The rain falls on everyone, saints and sinners alike.
We’ve heard that. Its truth is inescapable. We experience its reality every day. We’re headed to our son’s ball game, and we pray for sunny skies. As we back out of the drive, our neighbor is watering her thirsty flowers, hoping beyond hope for rain.
Yet, the truth is that if our neighbor gets her rain, we’ll have to postpone our son’s game.
Bring it closer to home. We’re cutting it close on the way to work, and we pray for every light to remain green. We don’t consider the people on the intersecting streets. We just rant and rave at God when we’re caught in the press, and we wind up late yet again.
Job 6:5 asks:
“Does the wild donkey bray when he has grass, or the ox low over his fodder?”
Job was struggling with his sorrow. He had lost everything he thought was important to him. When his friends tell him his troubles are for his good, Job can’t take the rebuke. He feels he has reason to complain, and reason to expect God to respond.
Yet, the sun still lighted the sky. The grasses still brought forth grains. Water flowed across the earth. There was no good thing that God was not doing for people all across the land, even in the moment of Job’s distress.
The real issue was that Job had become a broken vessel, and God’s goodness seemed to slip through his fingers like wine through a broken pot. No matter how much God did for the rest of the world, all Job knew was his loss.
The rain falls on everyone, saints and sinners alike. God’s blessings are always out there. God wants to do good things for his creation.

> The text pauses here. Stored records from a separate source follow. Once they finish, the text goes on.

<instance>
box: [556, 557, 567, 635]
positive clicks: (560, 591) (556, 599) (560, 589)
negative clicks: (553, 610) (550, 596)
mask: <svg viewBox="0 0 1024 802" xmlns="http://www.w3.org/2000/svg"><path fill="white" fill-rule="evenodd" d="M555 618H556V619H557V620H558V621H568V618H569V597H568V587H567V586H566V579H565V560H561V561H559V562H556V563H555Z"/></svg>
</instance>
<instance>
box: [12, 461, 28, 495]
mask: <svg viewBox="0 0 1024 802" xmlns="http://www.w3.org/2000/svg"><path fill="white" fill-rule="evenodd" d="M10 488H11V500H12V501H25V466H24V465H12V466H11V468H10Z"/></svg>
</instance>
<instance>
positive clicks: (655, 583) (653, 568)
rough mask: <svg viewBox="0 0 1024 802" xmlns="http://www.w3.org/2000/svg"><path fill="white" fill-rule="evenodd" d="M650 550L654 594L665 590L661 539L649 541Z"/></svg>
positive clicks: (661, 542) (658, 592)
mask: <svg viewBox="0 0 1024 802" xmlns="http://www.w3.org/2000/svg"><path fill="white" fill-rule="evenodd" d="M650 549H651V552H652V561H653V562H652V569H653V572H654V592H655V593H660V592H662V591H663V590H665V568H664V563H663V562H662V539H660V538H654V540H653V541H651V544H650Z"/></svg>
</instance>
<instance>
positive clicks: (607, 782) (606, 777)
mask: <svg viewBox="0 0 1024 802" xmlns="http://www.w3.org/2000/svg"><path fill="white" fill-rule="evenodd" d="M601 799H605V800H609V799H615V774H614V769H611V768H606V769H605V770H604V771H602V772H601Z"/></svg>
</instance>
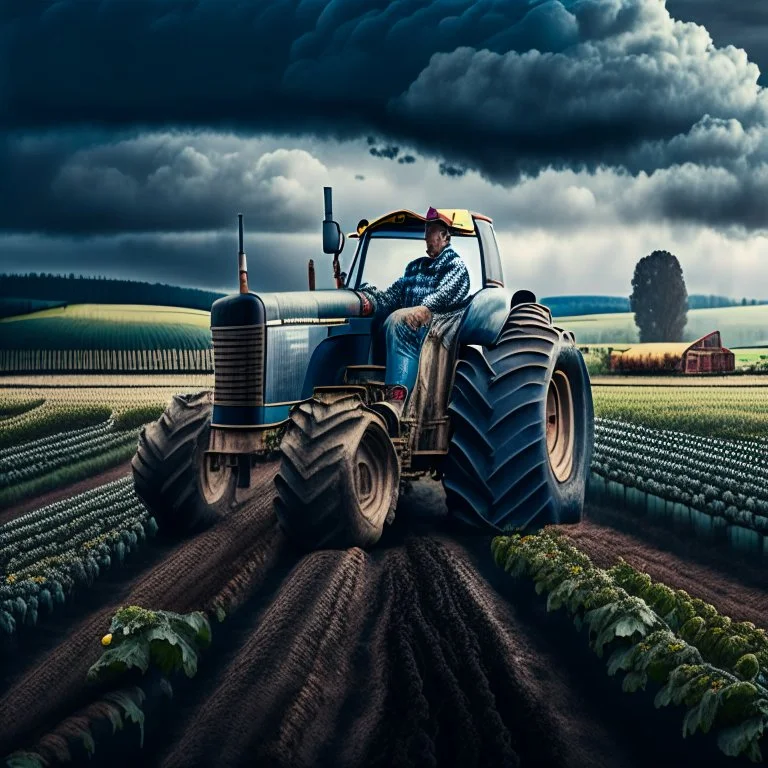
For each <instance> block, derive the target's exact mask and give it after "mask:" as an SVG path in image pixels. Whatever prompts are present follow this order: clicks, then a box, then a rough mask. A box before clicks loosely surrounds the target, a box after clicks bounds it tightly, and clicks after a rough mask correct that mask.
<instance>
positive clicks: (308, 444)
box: [275, 395, 400, 550]
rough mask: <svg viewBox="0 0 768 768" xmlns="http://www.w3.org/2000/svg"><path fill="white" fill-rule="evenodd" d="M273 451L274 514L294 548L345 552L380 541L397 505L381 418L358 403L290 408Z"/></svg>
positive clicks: (347, 398)
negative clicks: (347, 550) (274, 513)
mask: <svg viewBox="0 0 768 768" xmlns="http://www.w3.org/2000/svg"><path fill="white" fill-rule="evenodd" d="M280 451H281V453H282V460H281V464H280V469H279V471H278V473H277V475H276V476H275V486H276V488H277V493H278V496H277V498H276V499H275V512H276V513H277V518H278V520H279V522H280V526H281V527H282V529H283V530H284V531H285V533H286V535H287V536H288V537H289V538H290V539H291V540H292V541H293V542H294V543H295V544H296V545H298V546H299V547H300V548H301V549H304V550H315V549H323V548H327V549H346V548H348V547H370V546H373V545H374V544H375V543H376V542H377V541H378V540H379V539H380V538H381V534H382V531H383V528H384V523H385V522H387V521H391V520H392V518H393V515H394V510H395V506H396V505H397V497H398V492H399V487H400V466H399V463H398V460H397V453H396V452H395V447H394V445H393V444H392V441H391V439H390V437H389V434H388V433H387V430H386V428H385V426H384V424H383V422H382V420H381V417H379V416H377V415H376V414H375V413H373V412H372V411H370V410H368V409H367V408H365V407H364V406H363V403H362V401H361V400H360V398H358V397H357V396H356V395H350V396H346V397H342V398H339V399H337V400H335V401H333V402H321V401H320V400H317V399H314V398H313V399H311V400H308V401H306V402H304V403H301V404H300V405H298V406H296V407H295V408H294V409H293V411H292V412H291V417H290V420H289V422H288V426H287V428H286V431H285V434H284V435H283V439H282V441H281V443H280Z"/></svg>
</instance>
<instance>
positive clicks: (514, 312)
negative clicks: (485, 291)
mask: <svg viewBox="0 0 768 768" xmlns="http://www.w3.org/2000/svg"><path fill="white" fill-rule="evenodd" d="M448 412H449V414H450V416H451V423H452V427H453V434H452V437H451V443H450V446H449V451H448V456H447V457H446V459H445V462H444V468H443V485H444V488H445V492H446V502H447V505H448V509H449V512H450V513H451V515H452V517H453V518H454V519H455V520H457V521H459V522H460V523H462V524H468V525H471V526H472V527H475V528H478V527H479V528H480V529H482V530H485V531H488V532H493V533H501V532H510V531H522V530H528V531H534V530H538V529H539V528H541V527H543V526H544V525H548V524H559V523H577V522H579V521H580V520H581V518H582V512H583V507H584V495H585V491H586V486H587V480H588V478H589V471H590V464H591V460H592V451H593V442H594V409H593V404H592V390H591V387H590V383H589V375H588V373H587V369H586V365H585V363H584V358H583V357H582V355H581V353H580V352H579V350H578V349H577V348H576V346H575V344H574V339H573V336H572V334H570V333H568V332H566V331H563V330H562V329H560V328H556V327H555V326H553V325H552V318H551V315H550V312H549V310H548V309H547V307H545V306H543V305H541V304H536V303H528V304H521V305H518V306H515V307H514V308H513V309H512V310H511V311H510V313H509V317H508V319H507V322H506V323H505V326H504V328H503V330H502V332H501V334H500V335H499V338H498V340H497V342H496V344H495V345H494V346H493V347H492V348H490V349H487V348H483V349H482V351H481V350H480V349H478V348H475V347H469V348H467V349H466V350H465V352H464V353H463V354H462V359H461V360H460V361H459V363H458V364H457V366H456V373H455V377H454V386H453V391H452V393H451V402H450V404H449V407H448Z"/></svg>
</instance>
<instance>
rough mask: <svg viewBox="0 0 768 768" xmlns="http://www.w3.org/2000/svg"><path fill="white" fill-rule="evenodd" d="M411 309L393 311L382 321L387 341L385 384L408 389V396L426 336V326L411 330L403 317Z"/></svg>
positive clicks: (410, 327) (413, 386) (415, 376)
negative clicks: (398, 385)
mask: <svg viewBox="0 0 768 768" xmlns="http://www.w3.org/2000/svg"><path fill="white" fill-rule="evenodd" d="M412 309H413V308H412V307H408V308H405V309H397V310H395V311H394V312H393V313H392V314H391V315H389V317H387V319H386V320H385V321H384V334H385V335H386V341H387V372H386V375H385V377H384V383H385V384H402V385H403V386H404V387H407V388H408V395H410V394H411V392H412V391H413V387H414V385H415V384H416V376H417V374H418V372H419V353H420V352H421V345H422V343H423V341H424V338H425V337H426V335H427V327H428V326H426V325H422V326H421V327H420V328H419V329H418V330H415V331H414V330H413V328H411V327H410V326H409V325H408V324H407V323H406V322H405V317H406V316H407V315H408V314H409V313H410V312H411V310H412Z"/></svg>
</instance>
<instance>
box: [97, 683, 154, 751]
mask: <svg viewBox="0 0 768 768" xmlns="http://www.w3.org/2000/svg"><path fill="white" fill-rule="evenodd" d="M104 699H105V700H106V701H110V702H112V703H114V704H117V706H118V707H120V708H121V709H122V710H123V712H124V713H125V717H126V719H127V720H130V721H131V722H132V723H136V725H138V726H139V733H140V741H139V745H140V746H141V747H143V746H144V711H143V710H142V709H141V705H142V704H143V703H144V691H142V690H141V688H139V687H138V686H133V687H132V688H128V689H122V690H119V691H111V692H110V693H107V694H106V695H105V696H104Z"/></svg>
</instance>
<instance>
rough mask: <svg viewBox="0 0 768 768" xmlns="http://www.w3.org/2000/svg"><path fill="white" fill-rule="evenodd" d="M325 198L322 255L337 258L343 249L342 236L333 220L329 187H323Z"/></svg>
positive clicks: (330, 190)
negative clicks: (333, 256) (324, 212)
mask: <svg viewBox="0 0 768 768" xmlns="http://www.w3.org/2000/svg"><path fill="white" fill-rule="evenodd" d="M323 196H324V198H325V218H324V219H323V253H332V254H334V255H335V256H338V255H339V254H340V253H341V251H342V249H343V248H344V235H343V234H342V232H341V227H340V226H339V225H338V223H337V222H335V221H334V220H333V202H332V200H331V187H323Z"/></svg>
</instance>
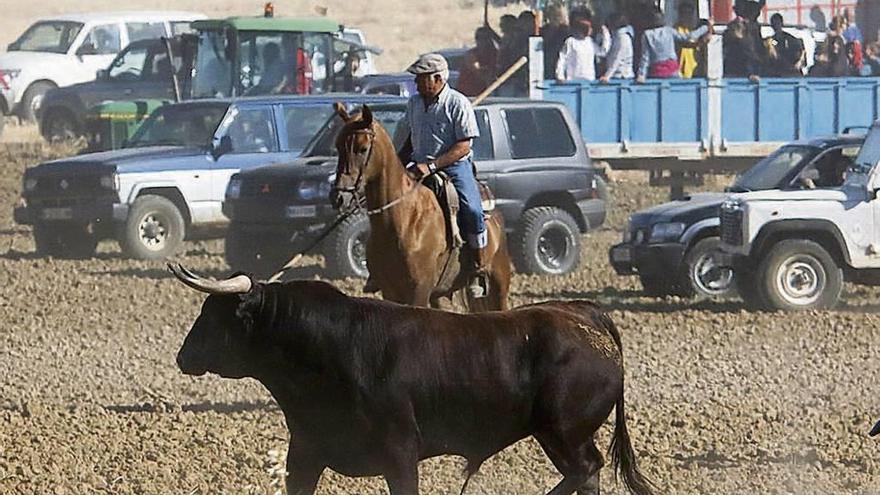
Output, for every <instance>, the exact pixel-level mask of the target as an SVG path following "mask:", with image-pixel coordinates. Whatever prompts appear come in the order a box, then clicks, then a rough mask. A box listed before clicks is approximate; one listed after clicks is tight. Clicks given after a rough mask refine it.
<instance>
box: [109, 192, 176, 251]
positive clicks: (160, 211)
mask: <svg viewBox="0 0 880 495" xmlns="http://www.w3.org/2000/svg"><path fill="white" fill-rule="evenodd" d="M185 229H186V226H185V224H184V221H183V215H181V213H180V210H178V209H177V206H175V205H174V203H172V202H171V200H169V199H168V198H165V197H163V196H156V195H152V194H148V195H145V196H141V197H139V198H138V199H137V200H135V202H134V204H133V205H132V207H131V210H130V211H129V213H128V218H127V219H126V221H125V225H124V227H123V232H122V235H121V239H120V243H121V244H122V249H123V251H124V252H125V253H126V254H127V255H129V256H131V257H132V258H138V259H145V260H161V259H165V258H167V257H169V256H171V255H173V254H175V253H176V252H177V251H178V250H179V249H180V247H181V245H182V244H183V239H184V237H185Z"/></svg>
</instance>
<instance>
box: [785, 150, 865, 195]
mask: <svg viewBox="0 0 880 495" xmlns="http://www.w3.org/2000/svg"><path fill="white" fill-rule="evenodd" d="M856 149H858V148H856ZM847 151H849V152H852V148H843V147H839V148H833V149H830V150H828V151H825V152H824V153H822V154H821V155H819V156H818V157H816V159H815V160H813V161H812V162H811V163H810V164H809V165H808V166H806V167H804V170H802V171H801V173H800V177H799V179H800V180H799V183H798V184H797V185H798V186H799V187H803V186H806V187H808V188H814V187H816V188H826V187H840V186H842V185H843V182H844V179H845V177H846V172H847V170H849V169H850V168H851V167H852V165H853V163H854V162H853V157H852V154H851V153H849V154H848V153H847ZM813 171H815V172H813ZM811 173H812V174H811ZM810 175H814V177H815V178H814V179H805V178H806V177H809V176H810Z"/></svg>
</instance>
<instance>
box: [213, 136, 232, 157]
mask: <svg viewBox="0 0 880 495" xmlns="http://www.w3.org/2000/svg"><path fill="white" fill-rule="evenodd" d="M230 151H232V138H231V137H229V136H223V137H221V138H220V142H218V143H217V144H215V145H213V146H212V147H211V156H212V157H214V160H215V161H216V160H217V159H219V158H220V157H221V156H223V155H225V154H227V153H229V152H230Z"/></svg>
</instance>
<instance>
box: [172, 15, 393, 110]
mask: <svg viewBox="0 0 880 495" xmlns="http://www.w3.org/2000/svg"><path fill="white" fill-rule="evenodd" d="M192 27H193V29H194V30H196V32H197V33H198V37H197V38H196V39H194V42H195V43H197V46H196V49H195V59H194V60H193V68H192V69H193V70H192V82H191V84H190V85H188V89H189V91H190V93H191V94H190V95H188V96H189V97H191V98H216V97H234V96H251V95H254V96H256V95H269V94H321V93H328V92H342V91H351V90H353V89H354V87H355V82H356V81H355V78H356V75H357V74H358V73H359V71H361V70H362V68H361V67H360V66H361V64H362V63H363V61H365V60H367V57H365V56H364V55H365V54H366V53H367V52H374V53H375V52H377V50H376V49H374V48H370V47H367V46H364V45H361V44H359V43H358V42H357V41H355V40H352V39H351V38H349V37H343V35H342V26H341V25H340V24H339V23H337V22H335V21H333V20H331V19H328V18H326V17H288V18H284V17H231V18H227V19H222V20H202V21H196V22H194V23H193V24H192ZM185 97H186V96H185Z"/></svg>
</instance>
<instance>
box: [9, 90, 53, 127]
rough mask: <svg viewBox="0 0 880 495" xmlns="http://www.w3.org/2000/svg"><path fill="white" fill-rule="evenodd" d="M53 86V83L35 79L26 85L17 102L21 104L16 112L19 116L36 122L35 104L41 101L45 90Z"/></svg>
mask: <svg viewBox="0 0 880 495" xmlns="http://www.w3.org/2000/svg"><path fill="white" fill-rule="evenodd" d="M55 87H56V86H55V85H54V84H52V83H50V82H47V81H37V82H35V83H33V84H31V85H30V86H28V89H27V90H25V92H24V94H23V95H22V97H21V103H19V105H21V106H20V108H21V110H19V112H18V113H19V116H20V117H21V118H22V119H23V120H26V121H28V122H36V120H37V112H36V106H37V105H39V104H40V103H41V102H42V101H43V97H44V96H46V92H48V91H49V90H50V89H54V88H55Z"/></svg>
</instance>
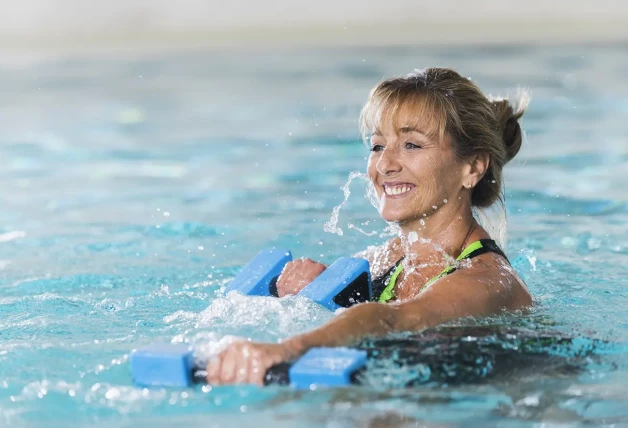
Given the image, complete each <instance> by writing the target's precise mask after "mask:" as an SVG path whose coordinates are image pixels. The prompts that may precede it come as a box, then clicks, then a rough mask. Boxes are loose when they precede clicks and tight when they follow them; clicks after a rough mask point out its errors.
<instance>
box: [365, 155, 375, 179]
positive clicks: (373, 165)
mask: <svg viewBox="0 0 628 428" xmlns="http://www.w3.org/2000/svg"><path fill="white" fill-rule="evenodd" d="M366 173H367V174H368V176H369V178H370V179H371V181H372V182H375V180H376V179H377V161H376V159H374V156H369V160H368V163H367V164H366Z"/></svg>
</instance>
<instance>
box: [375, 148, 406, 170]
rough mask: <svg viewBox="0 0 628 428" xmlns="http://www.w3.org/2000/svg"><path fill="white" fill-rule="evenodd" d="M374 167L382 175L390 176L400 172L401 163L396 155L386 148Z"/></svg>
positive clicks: (390, 150)
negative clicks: (388, 175)
mask: <svg viewBox="0 0 628 428" xmlns="http://www.w3.org/2000/svg"><path fill="white" fill-rule="evenodd" d="M375 167H376V168H377V171H378V172H379V173H380V174H382V175H391V174H394V173H396V172H399V171H401V163H400V162H399V159H398V158H397V153H396V152H395V151H394V150H392V149H391V147H386V148H385V149H384V150H383V151H382V154H381V156H380V157H379V159H378V160H377V164H376V165H375Z"/></svg>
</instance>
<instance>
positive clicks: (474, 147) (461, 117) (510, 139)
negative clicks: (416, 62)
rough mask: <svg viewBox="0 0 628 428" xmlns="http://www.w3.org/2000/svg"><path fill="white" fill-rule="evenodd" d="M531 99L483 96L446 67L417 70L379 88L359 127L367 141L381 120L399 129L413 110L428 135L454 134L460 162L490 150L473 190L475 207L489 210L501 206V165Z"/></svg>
mask: <svg viewBox="0 0 628 428" xmlns="http://www.w3.org/2000/svg"><path fill="white" fill-rule="evenodd" d="M528 102H529V96H528V94H527V93H526V92H521V93H520V94H519V102H518V103H517V105H516V106H513V105H511V104H510V102H509V101H508V100H507V99H495V98H491V97H487V96H485V95H484V94H483V93H482V91H481V90H480V89H479V88H478V86H477V85H476V84H475V83H473V82H472V81H471V80H470V79H468V78H466V77H462V76H461V75H460V74H458V73H457V72H456V71H454V70H451V69H447V68H428V69H425V70H415V71H414V72H412V73H410V74H408V75H407V76H404V77H397V78H392V79H387V80H384V81H382V82H380V83H379V84H378V85H377V86H375V87H374V88H373V89H372V90H371V93H370V94H369V98H368V100H367V102H366V104H365V105H364V108H363V109H362V113H361V115H360V130H361V132H362V137H363V139H364V141H365V143H367V144H368V138H369V137H370V134H371V133H372V132H373V131H375V130H378V127H379V125H380V124H381V123H383V122H385V121H386V120H392V122H393V124H394V125H395V129H398V126H397V123H395V122H396V120H397V118H398V112H400V111H401V110H402V109H410V110H409V111H411V112H412V115H413V116H414V117H416V120H417V123H416V124H400V125H401V126H407V125H418V127H419V128H420V129H422V130H425V132H427V133H428V134H429V135H430V136H432V137H438V138H440V139H442V138H443V137H444V136H445V134H449V135H450V136H451V137H452V145H453V151H454V155H455V156H456V157H457V158H458V159H460V160H462V159H467V158H469V157H471V156H473V155H476V154H487V155H488V157H489V166H488V169H487V171H486V173H485V174H484V176H483V177H482V179H481V180H480V181H479V182H478V183H477V185H476V186H475V188H474V189H473V193H472V196H471V205H472V206H473V207H477V208H487V207H490V206H492V205H493V204H494V203H495V202H497V201H500V202H501V203H502V204H503V201H504V200H503V190H502V189H503V186H502V180H503V178H502V169H503V167H504V165H505V164H506V163H507V162H509V161H510V160H511V159H512V158H514V157H515V155H516V154H517V153H518V152H519V149H520V148H521V141H522V133H521V127H520V126H519V119H520V118H521V116H523V113H524V112H525V110H526V108H527V105H528Z"/></svg>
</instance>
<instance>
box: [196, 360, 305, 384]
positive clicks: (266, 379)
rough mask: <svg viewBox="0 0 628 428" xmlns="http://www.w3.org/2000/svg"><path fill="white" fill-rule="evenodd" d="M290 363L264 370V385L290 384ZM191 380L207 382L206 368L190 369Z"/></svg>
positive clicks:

Sometimes, though, we’re not in a position to appreciate it. Birdsong on a spring morning becomes an affront, and the finest drink sours on our tongue. We are like Job, a broken vessel, unable to find satisfaction in what is in our hands.
What turned Job around? He learned that his satisfaction didn’t come in himself or in what he possessed. It came in the person of God, to be manifested one day in the birth of Christ who would die on the cross.
When we see Jesus as our source, we’ll find the blessings of God in everything we do. If we lose everything else, we’ll still have him, and we’ll never live in devastation or want.
We read of Job’s turning point in Job 42:10:
“And the Lord restored the fortunes of Job, when he had prayed for his friends. And the Lord gave Job twice as much as he had before.”
Do we want to be restored? Let’s take Job’s lesson to heart. We have to place others above ourselves so that God will see us as worthy.
It’s not all about us. It’s all about God’s will for us. That’s all the difference in the world.